Coronavirus: Recovering heroin addicts offered monthly injections
- Published
A new drug for recovering heroin addicts is being rolled out across Wales to prevent them having to make daily trips to over-stretched pharmacies.
Buprenorphine can be given as a monthly injection instead of alternatives such as methadone which are given daily.
Wales is the first UK nation to routinely offer the drug.
One woman on the treatment said: "You just feel well... your life is your own again."
Chemists are among the businesses allowed to remain open in the UK and have been getting up to a week's worth of prescriptions a day since the coronavirus crisis began.
Announcing the roll-out, Health Minister Vaughan Gething said former heroin users were at greater risk of contracting coronavirus because, as a result of their substance misuse, they have poorer immune systems and many have underlying health conditions.
A mother-of-one, who has been on the treatment for the past six months, said it was "liberating" and made her "hopeful for the future".
She said: "I became an addict when I was a teenager after a bad relationship.
"Before I knew it my life was in a downhill spiral."
She stopped using heroin a decade ago, but six years later she relapsed and was using the drug again for a year.
"Even when I've sorted myself out I would wake up feeling dreadful and anxious," she said.
"I would have to take something to feel better - over-the-counter medication - I never just felt well."
The 36-year-old, who wanted to remain anonymous, said: "It is like a sentence. You have got to march up to the chemist every day.
"Even though I had been clean for three-and-a-half years, I wouldn't feel that was true because I would still take something every morning to feel better.
"Every morning I felt I hadn't achieved anything because of that. This takes that away."
Since being put on a buprenorphine pilot scheme in Wales, she said the monthly injections had given her "independence" and a clear head.
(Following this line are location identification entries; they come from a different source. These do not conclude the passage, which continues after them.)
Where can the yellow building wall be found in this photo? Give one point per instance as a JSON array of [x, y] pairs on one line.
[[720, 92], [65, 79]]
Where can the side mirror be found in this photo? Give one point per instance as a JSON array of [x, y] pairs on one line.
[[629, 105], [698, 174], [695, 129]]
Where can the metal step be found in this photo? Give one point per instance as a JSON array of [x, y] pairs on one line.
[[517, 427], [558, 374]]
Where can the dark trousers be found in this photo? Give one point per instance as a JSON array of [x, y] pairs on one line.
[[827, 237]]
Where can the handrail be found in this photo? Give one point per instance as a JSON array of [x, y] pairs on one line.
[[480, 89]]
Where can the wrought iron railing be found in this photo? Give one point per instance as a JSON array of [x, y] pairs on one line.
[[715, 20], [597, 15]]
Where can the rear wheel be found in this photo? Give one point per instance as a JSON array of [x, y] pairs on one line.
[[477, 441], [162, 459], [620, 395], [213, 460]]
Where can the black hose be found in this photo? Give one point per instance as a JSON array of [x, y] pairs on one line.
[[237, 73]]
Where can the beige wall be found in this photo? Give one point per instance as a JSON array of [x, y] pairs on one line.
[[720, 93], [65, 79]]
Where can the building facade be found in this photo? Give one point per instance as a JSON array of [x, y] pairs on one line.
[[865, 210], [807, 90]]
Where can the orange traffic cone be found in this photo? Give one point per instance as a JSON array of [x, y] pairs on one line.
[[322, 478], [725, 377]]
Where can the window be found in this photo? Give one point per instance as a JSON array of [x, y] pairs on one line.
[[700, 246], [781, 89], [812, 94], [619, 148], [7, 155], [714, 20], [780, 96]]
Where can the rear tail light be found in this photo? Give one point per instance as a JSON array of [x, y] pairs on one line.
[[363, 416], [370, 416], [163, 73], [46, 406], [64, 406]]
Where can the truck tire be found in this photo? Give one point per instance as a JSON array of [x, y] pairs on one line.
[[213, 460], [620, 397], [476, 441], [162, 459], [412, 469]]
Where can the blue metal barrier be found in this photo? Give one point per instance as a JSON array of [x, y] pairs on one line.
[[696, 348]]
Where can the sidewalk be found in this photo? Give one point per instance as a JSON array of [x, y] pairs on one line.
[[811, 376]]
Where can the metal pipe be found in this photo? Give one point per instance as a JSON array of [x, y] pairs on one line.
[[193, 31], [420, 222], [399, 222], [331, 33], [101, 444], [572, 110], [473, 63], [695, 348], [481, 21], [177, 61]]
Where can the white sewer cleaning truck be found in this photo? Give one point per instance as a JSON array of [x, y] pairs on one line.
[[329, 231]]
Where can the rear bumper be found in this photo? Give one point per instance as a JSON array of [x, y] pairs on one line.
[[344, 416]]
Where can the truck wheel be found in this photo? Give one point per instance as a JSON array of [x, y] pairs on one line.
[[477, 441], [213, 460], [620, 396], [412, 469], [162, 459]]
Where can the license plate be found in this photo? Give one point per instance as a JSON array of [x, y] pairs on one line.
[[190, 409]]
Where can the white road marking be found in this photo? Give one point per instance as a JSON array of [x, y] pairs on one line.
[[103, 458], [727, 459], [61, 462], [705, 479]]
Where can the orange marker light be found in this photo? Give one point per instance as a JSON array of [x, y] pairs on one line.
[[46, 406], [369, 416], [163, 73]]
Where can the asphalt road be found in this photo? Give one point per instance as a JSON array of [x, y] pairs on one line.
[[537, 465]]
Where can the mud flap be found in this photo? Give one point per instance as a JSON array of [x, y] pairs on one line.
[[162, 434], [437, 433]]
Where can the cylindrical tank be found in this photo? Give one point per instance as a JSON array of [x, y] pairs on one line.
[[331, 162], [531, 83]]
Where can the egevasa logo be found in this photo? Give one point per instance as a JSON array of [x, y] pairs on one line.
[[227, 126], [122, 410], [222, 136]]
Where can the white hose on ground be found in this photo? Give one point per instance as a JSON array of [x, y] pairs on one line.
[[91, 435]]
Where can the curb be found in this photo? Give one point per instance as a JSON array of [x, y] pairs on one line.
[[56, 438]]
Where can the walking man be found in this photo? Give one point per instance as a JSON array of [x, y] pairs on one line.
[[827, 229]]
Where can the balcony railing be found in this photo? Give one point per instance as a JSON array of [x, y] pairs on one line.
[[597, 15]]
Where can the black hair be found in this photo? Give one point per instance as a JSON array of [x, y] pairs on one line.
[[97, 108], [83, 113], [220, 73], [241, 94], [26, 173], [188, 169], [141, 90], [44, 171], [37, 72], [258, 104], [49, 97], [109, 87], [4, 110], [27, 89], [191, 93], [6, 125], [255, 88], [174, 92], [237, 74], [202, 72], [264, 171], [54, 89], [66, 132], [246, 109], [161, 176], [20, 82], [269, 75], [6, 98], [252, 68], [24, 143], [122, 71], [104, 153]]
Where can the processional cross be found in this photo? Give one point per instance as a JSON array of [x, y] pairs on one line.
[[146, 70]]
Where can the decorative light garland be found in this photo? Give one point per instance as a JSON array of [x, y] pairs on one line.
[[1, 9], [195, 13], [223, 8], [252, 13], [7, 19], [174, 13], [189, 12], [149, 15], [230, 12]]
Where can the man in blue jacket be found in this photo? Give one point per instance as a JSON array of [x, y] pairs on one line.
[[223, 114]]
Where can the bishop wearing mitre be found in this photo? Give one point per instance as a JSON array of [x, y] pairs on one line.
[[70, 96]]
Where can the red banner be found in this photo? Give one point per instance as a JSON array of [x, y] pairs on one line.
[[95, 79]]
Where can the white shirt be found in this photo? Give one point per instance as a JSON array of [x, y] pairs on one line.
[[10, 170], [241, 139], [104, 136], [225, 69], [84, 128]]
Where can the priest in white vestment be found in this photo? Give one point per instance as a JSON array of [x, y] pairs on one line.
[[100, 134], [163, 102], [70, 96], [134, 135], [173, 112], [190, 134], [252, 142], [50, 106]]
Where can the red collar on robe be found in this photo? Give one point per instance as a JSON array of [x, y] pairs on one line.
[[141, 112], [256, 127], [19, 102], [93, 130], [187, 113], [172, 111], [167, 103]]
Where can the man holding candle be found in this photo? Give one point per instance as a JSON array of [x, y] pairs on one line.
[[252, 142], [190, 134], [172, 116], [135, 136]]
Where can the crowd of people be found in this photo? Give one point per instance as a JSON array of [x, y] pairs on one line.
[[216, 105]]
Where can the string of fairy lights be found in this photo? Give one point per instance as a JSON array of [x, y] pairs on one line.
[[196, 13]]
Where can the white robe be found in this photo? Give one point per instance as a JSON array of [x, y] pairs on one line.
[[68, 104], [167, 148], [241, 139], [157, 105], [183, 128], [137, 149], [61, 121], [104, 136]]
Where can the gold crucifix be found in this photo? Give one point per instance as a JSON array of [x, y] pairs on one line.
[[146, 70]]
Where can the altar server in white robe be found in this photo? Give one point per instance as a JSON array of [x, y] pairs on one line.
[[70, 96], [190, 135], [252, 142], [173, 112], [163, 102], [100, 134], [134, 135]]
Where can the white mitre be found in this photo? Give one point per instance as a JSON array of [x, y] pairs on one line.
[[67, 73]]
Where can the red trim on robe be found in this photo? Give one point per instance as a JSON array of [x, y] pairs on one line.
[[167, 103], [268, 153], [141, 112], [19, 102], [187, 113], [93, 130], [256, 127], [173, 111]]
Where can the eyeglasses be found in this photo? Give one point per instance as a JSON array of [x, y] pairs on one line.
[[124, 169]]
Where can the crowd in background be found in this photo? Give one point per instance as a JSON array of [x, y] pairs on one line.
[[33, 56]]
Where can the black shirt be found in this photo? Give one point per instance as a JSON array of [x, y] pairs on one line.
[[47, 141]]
She said: "With opiate-based medication you lose sensation, you don't yawn, feel goose bumps as there is a deadening effect on your body, you feel numb. But you don't get that with this. It makes you feel well, but also awake in a way you don't with methadone, which makes you feel dopey.
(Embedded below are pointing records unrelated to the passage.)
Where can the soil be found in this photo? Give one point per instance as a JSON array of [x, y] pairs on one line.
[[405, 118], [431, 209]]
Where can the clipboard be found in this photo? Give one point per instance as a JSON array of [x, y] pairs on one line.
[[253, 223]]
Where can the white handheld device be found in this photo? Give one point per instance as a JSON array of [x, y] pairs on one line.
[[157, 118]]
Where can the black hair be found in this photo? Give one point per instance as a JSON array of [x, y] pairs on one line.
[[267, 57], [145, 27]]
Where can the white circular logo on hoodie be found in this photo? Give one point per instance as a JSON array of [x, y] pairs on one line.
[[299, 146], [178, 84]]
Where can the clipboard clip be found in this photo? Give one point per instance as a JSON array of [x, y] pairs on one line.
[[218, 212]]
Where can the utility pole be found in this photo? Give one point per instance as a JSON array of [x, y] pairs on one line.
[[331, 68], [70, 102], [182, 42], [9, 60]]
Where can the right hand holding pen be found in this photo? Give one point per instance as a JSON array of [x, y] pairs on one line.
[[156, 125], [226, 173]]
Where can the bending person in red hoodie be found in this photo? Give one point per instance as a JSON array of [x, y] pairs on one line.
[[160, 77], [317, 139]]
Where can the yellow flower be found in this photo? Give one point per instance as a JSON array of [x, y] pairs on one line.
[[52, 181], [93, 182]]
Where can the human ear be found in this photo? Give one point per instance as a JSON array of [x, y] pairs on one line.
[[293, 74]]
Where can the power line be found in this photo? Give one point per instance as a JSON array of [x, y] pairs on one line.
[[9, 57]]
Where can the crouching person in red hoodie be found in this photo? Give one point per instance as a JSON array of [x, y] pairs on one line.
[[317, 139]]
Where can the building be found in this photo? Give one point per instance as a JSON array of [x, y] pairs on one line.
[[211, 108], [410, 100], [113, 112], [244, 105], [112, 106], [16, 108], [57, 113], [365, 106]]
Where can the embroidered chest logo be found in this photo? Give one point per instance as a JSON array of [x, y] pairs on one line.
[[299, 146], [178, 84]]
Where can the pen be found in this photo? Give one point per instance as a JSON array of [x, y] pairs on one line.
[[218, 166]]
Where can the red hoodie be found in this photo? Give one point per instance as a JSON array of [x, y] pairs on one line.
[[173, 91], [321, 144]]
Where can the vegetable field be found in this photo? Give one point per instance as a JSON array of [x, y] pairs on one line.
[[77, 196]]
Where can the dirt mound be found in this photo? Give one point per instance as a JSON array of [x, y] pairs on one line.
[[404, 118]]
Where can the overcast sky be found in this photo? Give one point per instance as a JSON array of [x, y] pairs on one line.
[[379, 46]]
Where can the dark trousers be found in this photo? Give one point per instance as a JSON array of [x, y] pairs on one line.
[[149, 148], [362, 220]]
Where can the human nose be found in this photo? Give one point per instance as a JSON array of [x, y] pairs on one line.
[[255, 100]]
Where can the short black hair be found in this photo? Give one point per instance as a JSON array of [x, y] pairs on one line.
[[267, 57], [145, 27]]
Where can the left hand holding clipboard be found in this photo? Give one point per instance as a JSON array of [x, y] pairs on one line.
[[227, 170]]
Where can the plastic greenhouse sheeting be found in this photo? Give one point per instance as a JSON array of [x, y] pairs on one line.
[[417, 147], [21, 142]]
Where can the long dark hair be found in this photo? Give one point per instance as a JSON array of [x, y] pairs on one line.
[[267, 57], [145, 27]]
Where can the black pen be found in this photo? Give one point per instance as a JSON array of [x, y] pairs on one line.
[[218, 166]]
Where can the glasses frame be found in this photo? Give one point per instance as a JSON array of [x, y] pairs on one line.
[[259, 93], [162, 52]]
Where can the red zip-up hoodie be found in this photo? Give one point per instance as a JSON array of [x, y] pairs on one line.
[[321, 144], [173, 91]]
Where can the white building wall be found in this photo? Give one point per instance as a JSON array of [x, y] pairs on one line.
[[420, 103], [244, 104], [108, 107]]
"It is only the last two months it has occurred to me that I just feel okay. I can't remember the last time that happened.
"It is like having an angel on your shoulder."
The use of the slow-release drug had been in the early stages of being trialled in a few areas across the UK, having only been approved for use at the end of last year.
You can visit BBC Actionline for addiction information and support.
Cardiff-based drugs charity Kaleidoscope Project believes it is the biggest prescriber of the drug in the UK.
Its chief executive Martin Blakebrough said: "It is still a relatively new drug, it has been used very sparsely in some parts of England. So they are looking to us to see how it works.
"We carefully picked people for the pilot who we felt would benefit, so the response has been positive, we just need to make sure people are still accessing other therapies as it is only a medical fix and doesn't deal with other underlying issues someone might have."
He added: "There are two groups in particular we are using it with - the first is people who are on relatively low doses, but who still have to go to the pharmacy regularly and take their medicine under supervision. The second is people who have more chaotic lifestyles, they can't keep appointments, so we are keeping them stable by giving them a monthly dose."
Vaughan Gething said: "This new service will help to ensure people continue to receive support for their addiction and we continue to reduce the risk of spreading coronavirus.
"The staff in community pharmacies and our substance misuse services are doing an incredible job in very difficult circumstances. Reducing both their workload and the risk to their own health is vital."